Swedish design company Bolon has launched its latest collaboration – a unique flooring concept designed by Pritzker Prize-winning French architect Jean Nouvel.
With its clean material expression and flexible application, the collection Bolon by Jean Nouvel Design is an architect-driven flooring concept comprising six colour signatures. A departure from the typical Bolon designer-driven flooring, this architectural edition has been conceived with spatiality in mind. The result is a flooring concept with a textural, hand-woven effect created of woven vinyl in combinations of black, grey, red and blue.
“The freedom is yours to use the flooring to play with colour and light, and engage the windows of the space,” says Jean Nouvel on the design, “It is not a decorative carpet, but an architectural floor.”
Architect Jean Nouvel came to prominence in the 1980s, with ground-breaking projects like the Cartier Foundation for Contemporary Art in Paris, and the Cultural and Conference Centre in Lucerne, Switzerland. A career of world-class projects followed these, establishing Nouvel as one of the great architects of the 20th and 21st centuries, with 2008 serving as the year he was awarded the coveted Pritzker Prize.

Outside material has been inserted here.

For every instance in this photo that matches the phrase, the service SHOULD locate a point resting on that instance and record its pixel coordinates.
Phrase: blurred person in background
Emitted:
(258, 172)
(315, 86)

“Jean is not a designer–– he is first and foremost an architect. He began the project by assessing the space, and suiting the flooring to the spatial needs of the project”, Annica Eklund, CEO at Bolon, explains on his designs.
This collaboration marks Bolon’s first ever architect-driven flooring concept and directly addresses the concerns of architects in its concept and execution. Colour panes make it possible to have complete control and flexibility within the interior. The flooring amplifies the interior geometry, making it possible to experiment with the layout and the natural circulation within an interior space.